What, your "Who Farted?" t-shirt was at the cleaners?

|

This complaint has undoubtedly been made already, but before we consign Ronald Reagan Week to history: Is it too much to ask that Americans try and look presentable when they show up for the President's funeral? Many times last week I heard the old chestnut about how Reagan insisted on wearing a suit whenever he entered the Oval Office. Didn't anybody notice how many of his apparent admirers seem to think Bermudas and a fanny pack are proper attire for a closed-casket viewing that's being televised around the world (even to extremists who believe our country is decadent)?

Here's a typical shot. (Of course, I'm not referring to the impeccably turned out George and Laura but to the herd of slobs behind them.) I've heard the excuse that these yahoos were just visiting D.C. in their Really Relaxed-Fit tourist gear, and ended up at the coffin before they had a chance to change. This sounds like the guy who wandered into a highway rest stop and ended up having gay sex before he realized what was going on. Isn't there a Marshalls in the nation's capital? A Ross Dress for Less? Is it really that much of a burden to pick up a coat and tie on your way to pay your last respects to a beloved president?

But then it's never that simple, is it?
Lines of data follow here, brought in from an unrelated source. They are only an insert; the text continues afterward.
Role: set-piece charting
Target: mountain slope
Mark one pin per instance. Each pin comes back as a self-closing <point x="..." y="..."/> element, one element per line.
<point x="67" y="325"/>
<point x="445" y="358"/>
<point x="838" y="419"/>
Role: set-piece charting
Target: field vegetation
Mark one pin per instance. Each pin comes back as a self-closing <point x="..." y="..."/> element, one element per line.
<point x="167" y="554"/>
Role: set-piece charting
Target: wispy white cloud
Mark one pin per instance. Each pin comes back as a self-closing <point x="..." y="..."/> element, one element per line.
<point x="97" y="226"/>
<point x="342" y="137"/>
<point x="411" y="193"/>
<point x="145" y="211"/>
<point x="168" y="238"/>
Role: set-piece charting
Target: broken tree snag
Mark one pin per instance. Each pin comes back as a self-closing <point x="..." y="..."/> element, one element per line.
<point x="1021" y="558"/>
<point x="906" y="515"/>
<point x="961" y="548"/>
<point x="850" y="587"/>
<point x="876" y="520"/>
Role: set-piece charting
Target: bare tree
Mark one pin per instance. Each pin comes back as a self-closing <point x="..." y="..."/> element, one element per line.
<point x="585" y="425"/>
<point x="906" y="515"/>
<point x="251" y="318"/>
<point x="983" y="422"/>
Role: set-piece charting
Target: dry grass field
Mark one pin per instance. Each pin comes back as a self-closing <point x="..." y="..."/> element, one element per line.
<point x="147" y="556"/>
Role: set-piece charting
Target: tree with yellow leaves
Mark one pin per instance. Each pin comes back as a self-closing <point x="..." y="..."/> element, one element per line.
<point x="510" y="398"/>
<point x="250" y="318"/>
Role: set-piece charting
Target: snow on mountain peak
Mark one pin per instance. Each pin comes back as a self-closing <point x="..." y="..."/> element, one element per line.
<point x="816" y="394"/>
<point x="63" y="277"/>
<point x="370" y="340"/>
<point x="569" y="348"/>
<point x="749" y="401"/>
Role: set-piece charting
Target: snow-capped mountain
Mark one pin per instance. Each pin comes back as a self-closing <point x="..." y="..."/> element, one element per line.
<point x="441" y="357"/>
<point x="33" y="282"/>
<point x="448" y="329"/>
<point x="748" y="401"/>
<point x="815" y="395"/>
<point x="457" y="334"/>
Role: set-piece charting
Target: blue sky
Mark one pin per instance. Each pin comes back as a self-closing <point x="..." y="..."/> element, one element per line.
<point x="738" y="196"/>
For while The Gipper's thoughts on proper attire were duly trotted out last week, his role in undoing dress codes went unremarked. In fact, Reagan was instrumental in getting Americans acclimated to the dressed-down presidential look. It's tempting to chalk up his rejection of the dark blue/black suit continuum to classic California casual style (dig this ecru ensemble at Arlington). But as we know from the infamous glen plaid suit he wore on his 1982 trip to Europe (no picture available, sadly), Reagan opposed central planning in fashion as well as economics. Casual Friday was not even a glimmer in those distant days, but between Dutch and Don Johnson (not to mention George H.W. Bush, who wore a Members Only jacket with the sleeves rolled up while debating Geraldine Ferraro in 1984), the tyranny of the IBM suit was broken by the end of the decade.

Like the Afghan mujahideen, however, Casual Wear was an anti-communist tool easier to build than to dismantle. And last week this one came back to us in a fashion catastrophe of stunning proportions.